June 13, 2020

Will The New Arima Hospital Be Used As A COVID-19 Facility?

By Newsroom

Over the course of the next two weeks, the Ministry of Health will make a final decision as to whether the newly opened Arima Hospital will be reserved as a facility to treat COVID-19 patients.

This, according to Health Minister Terrence Deyalsingh, will depend on the chance that a large number of returning nationals test positive for COVID-19 during their quarantine.

His statement comes one day after 306 nationals returned from the Royal Caribbean’s Vision of Seas cruise ship vessel. The group has been swabbed and will complete their 14 day quarantine on board the vessel.

“We have to work on the assumption that  these 306 cruise ship people have the potential to be positive. We have to work on the assumption that the 200 students coming in from Jamaica and Barbados have the potential to be positive. If a significant portion happens to be positive then we’ll have to have facilities,” he said.

In addition, 29 T&T nationals returned from Venezuela on Friday night.

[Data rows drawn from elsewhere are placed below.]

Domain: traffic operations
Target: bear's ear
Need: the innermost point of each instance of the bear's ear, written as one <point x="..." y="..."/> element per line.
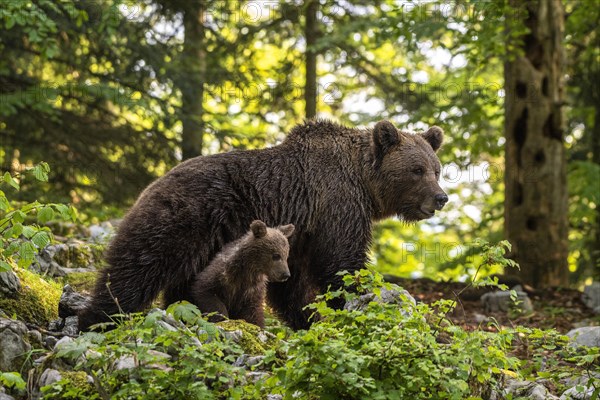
<point x="259" y="229"/>
<point x="434" y="136"/>
<point x="385" y="136"/>
<point x="287" y="230"/>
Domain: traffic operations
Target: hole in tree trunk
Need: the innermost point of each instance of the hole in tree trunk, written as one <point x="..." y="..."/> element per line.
<point x="540" y="157"/>
<point x="549" y="130"/>
<point x="531" y="223"/>
<point x="518" y="195"/>
<point x="521" y="90"/>
<point x="520" y="132"/>
<point x="545" y="86"/>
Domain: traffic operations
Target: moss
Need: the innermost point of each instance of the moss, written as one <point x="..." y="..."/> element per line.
<point x="37" y="302"/>
<point x="73" y="385"/>
<point x="82" y="282"/>
<point x="79" y="255"/>
<point x="250" y="341"/>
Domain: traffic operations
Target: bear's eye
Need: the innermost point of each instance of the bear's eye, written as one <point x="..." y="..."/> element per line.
<point x="419" y="171"/>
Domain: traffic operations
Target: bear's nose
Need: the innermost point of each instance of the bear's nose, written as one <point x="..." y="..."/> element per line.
<point x="441" y="200"/>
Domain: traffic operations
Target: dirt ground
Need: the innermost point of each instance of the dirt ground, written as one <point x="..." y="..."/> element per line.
<point x="558" y="308"/>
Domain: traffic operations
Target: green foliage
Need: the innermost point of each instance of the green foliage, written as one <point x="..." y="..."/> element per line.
<point x="36" y="302"/>
<point x="12" y="380"/>
<point x="388" y="350"/>
<point x="21" y="238"/>
<point x="193" y="361"/>
<point x="548" y="355"/>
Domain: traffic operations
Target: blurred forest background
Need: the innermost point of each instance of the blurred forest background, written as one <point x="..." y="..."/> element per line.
<point x="112" y="94"/>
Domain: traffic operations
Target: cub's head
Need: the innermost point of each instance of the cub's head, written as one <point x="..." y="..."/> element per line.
<point x="270" y="250"/>
<point x="406" y="172"/>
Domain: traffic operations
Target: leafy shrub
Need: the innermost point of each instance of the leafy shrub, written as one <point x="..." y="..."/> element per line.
<point x="171" y="360"/>
<point x="20" y="238"/>
<point x="388" y="351"/>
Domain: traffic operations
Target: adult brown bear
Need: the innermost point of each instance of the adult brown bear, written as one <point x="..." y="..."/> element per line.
<point x="330" y="181"/>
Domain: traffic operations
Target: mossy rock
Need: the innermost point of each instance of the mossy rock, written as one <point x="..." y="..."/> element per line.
<point x="73" y="383"/>
<point x="82" y="282"/>
<point x="78" y="255"/>
<point x="36" y="302"/>
<point x="253" y="340"/>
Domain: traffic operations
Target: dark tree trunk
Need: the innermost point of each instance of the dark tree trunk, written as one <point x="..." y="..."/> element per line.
<point x="536" y="191"/>
<point x="311" y="33"/>
<point x="191" y="82"/>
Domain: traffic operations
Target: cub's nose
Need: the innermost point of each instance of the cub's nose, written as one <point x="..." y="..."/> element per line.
<point x="440" y="200"/>
<point x="284" y="277"/>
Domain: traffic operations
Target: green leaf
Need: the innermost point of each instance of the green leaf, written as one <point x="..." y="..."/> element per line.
<point x="14" y="231"/>
<point x="4" y="204"/>
<point x="4" y="266"/>
<point x="28" y="231"/>
<point x="10" y="180"/>
<point x="12" y="379"/>
<point x="41" y="239"/>
<point x="18" y="217"/>
<point x="73" y="213"/>
<point x="26" y="254"/>
<point x="41" y="171"/>
<point x="45" y="214"/>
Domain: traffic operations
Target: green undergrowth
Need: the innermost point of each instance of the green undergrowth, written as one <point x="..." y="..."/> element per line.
<point x="382" y="351"/>
<point x="36" y="302"/>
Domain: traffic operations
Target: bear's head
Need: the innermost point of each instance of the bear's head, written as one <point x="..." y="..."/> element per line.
<point x="271" y="249"/>
<point x="406" y="172"/>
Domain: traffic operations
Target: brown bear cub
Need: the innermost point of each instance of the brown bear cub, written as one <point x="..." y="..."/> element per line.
<point x="331" y="181"/>
<point x="234" y="284"/>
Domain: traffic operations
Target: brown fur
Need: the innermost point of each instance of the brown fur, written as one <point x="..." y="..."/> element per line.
<point x="330" y="181"/>
<point x="234" y="283"/>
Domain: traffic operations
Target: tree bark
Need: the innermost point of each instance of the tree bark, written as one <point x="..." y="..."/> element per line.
<point x="311" y="34"/>
<point x="191" y="82"/>
<point x="536" y="202"/>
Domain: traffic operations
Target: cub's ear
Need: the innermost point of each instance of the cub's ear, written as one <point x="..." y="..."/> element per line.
<point x="287" y="230"/>
<point x="434" y="136"/>
<point x="385" y="136"/>
<point x="259" y="229"/>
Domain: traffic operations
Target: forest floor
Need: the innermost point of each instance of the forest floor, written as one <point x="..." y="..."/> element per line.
<point x="557" y="308"/>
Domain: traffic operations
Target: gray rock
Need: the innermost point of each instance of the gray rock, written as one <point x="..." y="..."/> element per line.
<point x="13" y="344"/>
<point x="49" y="376"/>
<point x="71" y="326"/>
<point x="124" y="362"/>
<point x="591" y="296"/>
<point x="234" y="336"/>
<point x="35" y="338"/>
<point x="586" y="385"/>
<point x="587" y="336"/>
<point x="64" y="258"/>
<point x="501" y="301"/>
<point x="71" y="302"/>
<point x="50" y="342"/>
<point x="397" y="295"/>
<point x="9" y="284"/>
<point x="62" y="342"/>
<point x="101" y="233"/>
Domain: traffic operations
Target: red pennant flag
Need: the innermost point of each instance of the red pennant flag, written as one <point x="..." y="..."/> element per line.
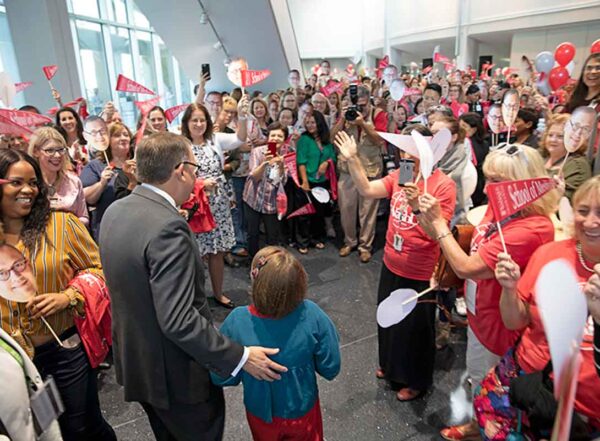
<point x="7" y="127"/>
<point x="289" y="162"/>
<point x="252" y="77"/>
<point x="50" y="71"/>
<point x="506" y="198"/>
<point x="332" y="87"/>
<point x="145" y="106"/>
<point x="20" y="87"/>
<point x="306" y="209"/>
<point x="124" y="84"/>
<point x="25" y="119"/>
<point x="172" y="112"/>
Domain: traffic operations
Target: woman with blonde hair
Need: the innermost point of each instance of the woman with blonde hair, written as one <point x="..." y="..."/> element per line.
<point x="576" y="170"/>
<point x="65" y="191"/>
<point x="519" y="310"/>
<point x="488" y="338"/>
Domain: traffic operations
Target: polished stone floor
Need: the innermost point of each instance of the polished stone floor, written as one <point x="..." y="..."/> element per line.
<point x="355" y="405"/>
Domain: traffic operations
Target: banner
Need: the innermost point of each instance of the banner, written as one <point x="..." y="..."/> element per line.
<point x="172" y="112"/>
<point x="50" y="71"/>
<point x="332" y="87"/>
<point x="306" y="209"/>
<point x="289" y="162"/>
<point x="252" y="77"/>
<point x="146" y="106"/>
<point x="7" y="127"/>
<point x="124" y="84"/>
<point x="20" y="87"/>
<point x="506" y="198"/>
<point x="25" y="119"/>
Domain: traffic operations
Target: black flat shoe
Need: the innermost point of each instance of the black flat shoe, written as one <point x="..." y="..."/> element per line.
<point x="228" y="305"/>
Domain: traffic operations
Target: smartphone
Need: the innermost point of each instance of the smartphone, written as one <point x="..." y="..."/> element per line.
<point x="406" y="167"/>
<point x="206" y="71"/>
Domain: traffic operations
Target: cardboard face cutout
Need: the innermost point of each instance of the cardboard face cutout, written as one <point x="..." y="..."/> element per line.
<point x="579" y="128"/>
<point x="510" y="107"/>
<point x="17" y="282"/>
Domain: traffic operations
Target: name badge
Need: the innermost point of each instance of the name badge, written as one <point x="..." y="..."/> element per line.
<point x="398" y="242"/>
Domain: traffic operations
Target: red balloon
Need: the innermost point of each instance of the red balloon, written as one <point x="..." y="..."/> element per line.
<point x="558" y="77"/>
<point x="564" y="53"/>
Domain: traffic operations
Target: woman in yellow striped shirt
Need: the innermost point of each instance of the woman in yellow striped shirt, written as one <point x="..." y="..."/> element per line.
<point x="58" y="247"/>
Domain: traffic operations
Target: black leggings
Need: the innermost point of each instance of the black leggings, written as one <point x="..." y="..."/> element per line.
<point x="76" y="382"/>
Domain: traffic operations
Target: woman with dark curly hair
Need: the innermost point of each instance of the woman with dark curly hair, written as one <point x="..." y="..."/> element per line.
<point x="61" y="251"/>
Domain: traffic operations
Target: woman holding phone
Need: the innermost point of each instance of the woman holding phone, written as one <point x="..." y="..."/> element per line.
<point x="267" y="177"/>
<point x="407" y="349"/>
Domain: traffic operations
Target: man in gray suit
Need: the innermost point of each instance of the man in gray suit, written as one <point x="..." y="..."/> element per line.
<point x="164" y="341"/>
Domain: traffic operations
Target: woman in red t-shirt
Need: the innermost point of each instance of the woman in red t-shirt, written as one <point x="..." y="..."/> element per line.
<point x="487" y="338"/>
<point x="520" y="312"/>
<point x="407" y="349"/>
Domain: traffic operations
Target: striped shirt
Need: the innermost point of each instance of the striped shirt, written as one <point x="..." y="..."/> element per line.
<point x="66" y="249"/>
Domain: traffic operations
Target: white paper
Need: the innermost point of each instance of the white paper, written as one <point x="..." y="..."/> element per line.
<point x="563" y="309"/>
<point x="391" y="311"/>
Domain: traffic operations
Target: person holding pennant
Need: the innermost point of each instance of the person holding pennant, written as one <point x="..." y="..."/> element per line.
<point x="209" y="148"/>
<point x="49" y="251"/>
<point x="522" y="311"/>
<point x="407" y="349"/>
<point x="523" y="232"/>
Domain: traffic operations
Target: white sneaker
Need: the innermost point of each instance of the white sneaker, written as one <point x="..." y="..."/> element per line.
<point x="461" y="306"/>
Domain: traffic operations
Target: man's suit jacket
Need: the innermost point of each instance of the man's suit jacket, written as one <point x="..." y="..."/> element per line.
<point x="164" y="341"/>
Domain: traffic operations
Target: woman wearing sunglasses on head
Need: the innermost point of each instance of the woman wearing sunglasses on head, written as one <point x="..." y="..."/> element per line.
<point x="65" y="190"/>
<point x="61" y="252"/>
<point x="487" y="337"/>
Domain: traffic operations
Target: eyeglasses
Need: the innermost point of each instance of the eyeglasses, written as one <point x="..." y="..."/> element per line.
<point x="17" y="268"/>
<point x="53" y="151"/>
<point x="95" y="133"/>
<point x="584" y="130"/>
<point x="193" y="164"/>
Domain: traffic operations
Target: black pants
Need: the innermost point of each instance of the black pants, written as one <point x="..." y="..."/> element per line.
<point x="76" y="381"/>
<point x="312" y="226"/>
<point x="189" y="422"/>
<point x="407" y="349"/>
<point x="253" y="219"/>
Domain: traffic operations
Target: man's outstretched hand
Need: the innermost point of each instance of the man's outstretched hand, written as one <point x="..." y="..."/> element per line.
<point x="260" y="366"/>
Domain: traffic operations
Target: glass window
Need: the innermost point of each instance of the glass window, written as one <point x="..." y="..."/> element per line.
<point x="117" y="11"/>
<point x="93" y="62"/>
<point x="146" y="70"/>
<point x="89" y="8"/>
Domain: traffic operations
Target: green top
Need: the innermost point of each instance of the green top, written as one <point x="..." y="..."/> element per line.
<point x="576" y="171"/>
<point x="311" y="156"/>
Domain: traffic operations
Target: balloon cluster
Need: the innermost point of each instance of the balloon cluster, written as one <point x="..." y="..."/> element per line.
<point x="556" y="69"/>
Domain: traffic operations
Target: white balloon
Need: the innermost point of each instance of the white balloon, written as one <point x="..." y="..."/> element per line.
<point x="563" y="309"/>
<point x="321" y="194"/>
<point x="397" y="88"/>
<point x="392" y="310"/>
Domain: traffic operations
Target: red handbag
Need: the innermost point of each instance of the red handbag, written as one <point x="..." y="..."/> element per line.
<point x="201" y="219"/>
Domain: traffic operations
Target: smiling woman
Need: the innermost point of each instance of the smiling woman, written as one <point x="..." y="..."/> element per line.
<point x="60" y="250"/>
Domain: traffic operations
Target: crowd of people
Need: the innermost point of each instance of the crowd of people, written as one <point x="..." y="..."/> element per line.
<point x="104" y="222"/>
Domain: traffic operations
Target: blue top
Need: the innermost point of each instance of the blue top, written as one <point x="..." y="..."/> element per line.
<point x="308" y="343"/>
<point x="89" y="176"/>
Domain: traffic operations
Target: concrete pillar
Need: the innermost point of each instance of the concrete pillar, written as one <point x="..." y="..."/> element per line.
<point x="41" y="35"/>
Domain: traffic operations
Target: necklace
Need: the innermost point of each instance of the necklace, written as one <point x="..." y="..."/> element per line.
<point x="581" y="259"/>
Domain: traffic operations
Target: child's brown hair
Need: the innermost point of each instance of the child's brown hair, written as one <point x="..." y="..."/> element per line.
<point x="279" y="282"/>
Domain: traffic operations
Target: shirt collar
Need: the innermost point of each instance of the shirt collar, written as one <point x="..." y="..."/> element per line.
<point x="162" y="193"/>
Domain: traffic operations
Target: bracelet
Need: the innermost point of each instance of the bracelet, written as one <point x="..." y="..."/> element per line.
<point x="441" y="236"/>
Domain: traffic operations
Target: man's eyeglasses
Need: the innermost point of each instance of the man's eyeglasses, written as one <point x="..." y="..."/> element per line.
<point x="193" y="164"/>
<point x="18" y="267"/>
<point x="95" y="133"/>
<point x="53" y="151"/>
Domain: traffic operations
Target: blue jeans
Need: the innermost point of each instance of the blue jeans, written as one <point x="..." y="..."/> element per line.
<point x="237" y="213"/>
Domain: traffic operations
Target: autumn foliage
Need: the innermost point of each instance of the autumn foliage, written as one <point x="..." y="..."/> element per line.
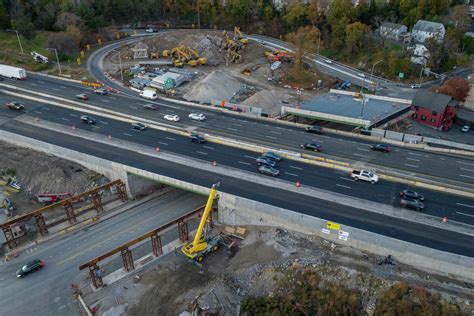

The Minister said the situation will be monitored closely.

“Initially, we were going to reserve Arima for COVID, we are reviewing that right now as we stand, because Couva now has not had a patient for over a month- since May 19th. Caura does not have a patient, so we are doing a wait and see,” he said.

The Arima Hospital was officially opened on Tuesday, at a cost to the state of $1.6 billion.